Spoiler alert: spoilers below

Note: I only have seasons one and two on DVD, and it’s been a while since I’ve seen season three on Netflix. So for this article, I will only be discussing the first two seasons (which were better anyway).

Character Traits

The main character is the second-string freshman quarterback Alex Moran. He comes to college with his best friend Sammy Cacciatore, who becomes the mascot. The other two most constant characters are team captain Thad Castle and coach Marty Daniels.

Thad is your stereotypical dumb jock. He’s unstoppable on the field, he gets all the pussy and drugs he can find, and he’s functionally illiterate. However, unlike most of our culture’s depictions of jocks, he’s has a strong sense of virtue (“virtue” is from the Latin for “man” and is related to our word “virility”). He’s loyal to the team and is willing to sacrifice his personal safety either to build morale or to help a fellow teammate, even if he doesn’t like that teammate. But neither is he completely selfless. Thad still wants what’s best for him, but he realizes that often involves making others’ bests happen. This is best shown in the episode “Ransom.”

Patriarchy

The team is very hierarchical. Most of the players know their place in the team, and they are okay with that because they realize respect is given in measures as to how it’s earned. Players who deviate from the hierarchy are ostracized, but most of them eventually learn to abide by the rules. Once they find their place in the pyramid, they realize it’s anything but oppressive and so find comfort in it, or at least they understand the importance and rationale. If a player remains self-seeking, it causes harm to both him and the entire team. The patriarchy in the show is self-sustaining. Again, watch “Ransom” for the perfect example of patriarchy gone right.

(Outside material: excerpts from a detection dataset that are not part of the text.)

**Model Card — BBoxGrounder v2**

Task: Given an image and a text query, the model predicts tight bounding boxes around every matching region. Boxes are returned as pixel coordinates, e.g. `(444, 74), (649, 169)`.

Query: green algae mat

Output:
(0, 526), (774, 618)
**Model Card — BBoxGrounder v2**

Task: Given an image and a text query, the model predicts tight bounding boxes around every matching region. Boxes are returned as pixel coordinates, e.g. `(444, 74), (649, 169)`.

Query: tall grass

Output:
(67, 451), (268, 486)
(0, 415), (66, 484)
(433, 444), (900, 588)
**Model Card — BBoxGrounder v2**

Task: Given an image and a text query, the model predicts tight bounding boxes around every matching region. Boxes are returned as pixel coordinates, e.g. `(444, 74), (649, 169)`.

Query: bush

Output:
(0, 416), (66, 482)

Indeed, the nerds in the show are on the lowest ring of society, and although the team is generally nice to them, they are still considered not quite male. The nerds, for their part, are extremely submissive and egalitarian, just like women. Although I was more of the nerd and certainly not the jock in high school, I find it extremely refreshing to find someone in society finally shaming grown men who play dress-up and watch children’s movies.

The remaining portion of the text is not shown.